Les tagueurs du gymnase se mélangent les pinceaux | CICAD
×

Les tagueurs du gymnase se mélangent les pinceaux


Johanne Gurfinkiel s’inquiète mais estime que de nombreuses solutions pour prévenir ces dérives existent

2 Avril 2019 - 14:44

Morges. Menaces islamistes ou tentatives de brouiller les pistes? Les inscriptions retrouvées au sein de l’établissement sèment le doute.

«Tuer ces koufar (sic)», «L’islam vaincra», «Repent toi (sic)», «Allahu Akbar». Plusieurs tags aux relents islamistes ont été découverts samedi matin par des étudiants au sein du Gymnase de Morges. Ces inscriptions côtoient des symboles de haine et antisémites, comme des croix gammées, ou encore l’inscription du salut nazi «Heil Hitler».

Pour autant, aucune certitude ne s’impose autour de l’identité et des réelles motivations des auteurs de ces déprédations. En effet, certaines inscriptions – photographiées et diffusées sur les réseaux sociaux – se différencient étrangement du reste. Dans le lot, la formule «nouvel ordre mondial», utilisée dans différentes théories du complot, est largement représentée.
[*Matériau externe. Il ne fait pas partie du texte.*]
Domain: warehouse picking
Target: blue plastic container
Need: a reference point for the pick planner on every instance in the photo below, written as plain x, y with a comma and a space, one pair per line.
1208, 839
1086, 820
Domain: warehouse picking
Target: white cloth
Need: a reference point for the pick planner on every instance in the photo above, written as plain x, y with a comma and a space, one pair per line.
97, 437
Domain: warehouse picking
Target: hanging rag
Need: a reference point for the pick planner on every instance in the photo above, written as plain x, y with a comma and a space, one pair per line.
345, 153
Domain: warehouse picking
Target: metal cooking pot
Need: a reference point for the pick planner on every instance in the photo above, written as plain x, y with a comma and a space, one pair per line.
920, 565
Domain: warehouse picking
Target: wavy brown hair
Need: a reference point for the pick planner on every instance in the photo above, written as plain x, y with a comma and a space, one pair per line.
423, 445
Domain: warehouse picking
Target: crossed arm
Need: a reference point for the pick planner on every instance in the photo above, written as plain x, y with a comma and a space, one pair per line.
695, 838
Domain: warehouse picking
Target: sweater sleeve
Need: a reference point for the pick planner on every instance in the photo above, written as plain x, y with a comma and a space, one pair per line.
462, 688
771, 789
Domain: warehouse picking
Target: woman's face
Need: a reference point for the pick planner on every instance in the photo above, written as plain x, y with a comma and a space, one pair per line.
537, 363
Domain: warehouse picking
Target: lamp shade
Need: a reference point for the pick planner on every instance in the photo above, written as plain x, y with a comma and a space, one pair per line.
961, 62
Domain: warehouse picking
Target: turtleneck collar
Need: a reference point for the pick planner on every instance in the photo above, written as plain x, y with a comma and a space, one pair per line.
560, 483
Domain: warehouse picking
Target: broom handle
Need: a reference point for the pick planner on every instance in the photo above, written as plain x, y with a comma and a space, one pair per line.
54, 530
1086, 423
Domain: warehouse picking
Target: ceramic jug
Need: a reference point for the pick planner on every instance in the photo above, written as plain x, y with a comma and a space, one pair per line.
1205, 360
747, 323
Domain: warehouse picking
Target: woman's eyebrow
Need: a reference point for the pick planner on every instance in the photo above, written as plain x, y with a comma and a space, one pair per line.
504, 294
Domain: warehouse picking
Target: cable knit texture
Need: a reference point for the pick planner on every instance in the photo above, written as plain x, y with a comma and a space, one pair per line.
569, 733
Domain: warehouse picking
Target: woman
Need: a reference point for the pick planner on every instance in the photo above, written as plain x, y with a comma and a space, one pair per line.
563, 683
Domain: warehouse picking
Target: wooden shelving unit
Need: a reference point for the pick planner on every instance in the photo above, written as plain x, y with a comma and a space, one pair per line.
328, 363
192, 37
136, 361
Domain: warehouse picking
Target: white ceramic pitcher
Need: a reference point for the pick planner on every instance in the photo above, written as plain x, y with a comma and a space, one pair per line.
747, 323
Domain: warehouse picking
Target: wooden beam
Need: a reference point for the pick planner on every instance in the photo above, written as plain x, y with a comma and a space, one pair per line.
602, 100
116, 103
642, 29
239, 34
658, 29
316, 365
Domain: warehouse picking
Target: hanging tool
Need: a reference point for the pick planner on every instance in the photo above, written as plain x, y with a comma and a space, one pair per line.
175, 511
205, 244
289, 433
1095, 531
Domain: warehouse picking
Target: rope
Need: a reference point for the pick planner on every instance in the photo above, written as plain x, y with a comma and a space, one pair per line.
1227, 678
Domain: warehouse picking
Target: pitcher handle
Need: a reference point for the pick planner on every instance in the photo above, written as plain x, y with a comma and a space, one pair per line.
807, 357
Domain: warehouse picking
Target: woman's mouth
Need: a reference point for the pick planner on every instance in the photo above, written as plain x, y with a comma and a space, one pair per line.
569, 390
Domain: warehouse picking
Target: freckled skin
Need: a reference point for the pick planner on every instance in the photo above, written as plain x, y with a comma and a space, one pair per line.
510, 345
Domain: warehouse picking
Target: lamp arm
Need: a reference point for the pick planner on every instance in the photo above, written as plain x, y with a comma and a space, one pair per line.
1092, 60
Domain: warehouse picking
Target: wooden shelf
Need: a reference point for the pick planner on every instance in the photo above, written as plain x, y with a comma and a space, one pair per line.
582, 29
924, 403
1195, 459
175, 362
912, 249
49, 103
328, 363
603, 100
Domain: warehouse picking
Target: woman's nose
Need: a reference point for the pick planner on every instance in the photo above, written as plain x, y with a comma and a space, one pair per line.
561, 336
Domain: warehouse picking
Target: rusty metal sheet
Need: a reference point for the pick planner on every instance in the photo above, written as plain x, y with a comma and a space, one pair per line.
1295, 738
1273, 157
Par ailleurs, le tag «issou» – un mot popularisé par le forum «Blabla 18-25 ans» de jeuxvideo.com qui signifie le rire – a aussi été inscrit sur un mur.

À la vue de ces éléments, bon nombre d’internautes expriment leurs doutes. «Des islamistes qui s’attribuent un mème (ndlr: un phénomène repris et décliné en masse sur internet) hyperpopulaire chez les adolescents? Même pas en rêve…» «Dans les tags, il y a de tout. Même le symbole (mal fait) des Illuminati. C’est probablement une bande de jeunes bourrés.» De son côté, la police cantonale n’exclut ni ne privilégie aucune piste: «Nous n’en sommes qu’aux premières investigations sur place, commente Alexandre Bisenz, chargé de communication, l’enquête se poursuit.»

Lutter contre les infox

Pour Johanne Gurfinkiel, secrétaire général de la Coordination intercommunautaire contre l’antisémitisme et la diffamation (CICAD), ce qui s’est passé au sein du Gymnase de Morges est symptomatique d’un phénomène dont les autorités ne prendraient pas la mesure: «Aujourd’hui, il ne suffit pas de donner des cours d’histoire à l’école pour lutter contre l’antisémitisme. Il est terriblement préoccupant de constater l’écho qu’ont les théories du complot chez une partie des jeunes. Pour certains, une assertion partagée sur les réseaux sociaux a autant de valeur qu’une information publiée par un média traditionnel de qualité. Veut-on vraiment en arriver au stade où des personnalités comme Alain Soral auront autant de poids qu’un titre de presse?»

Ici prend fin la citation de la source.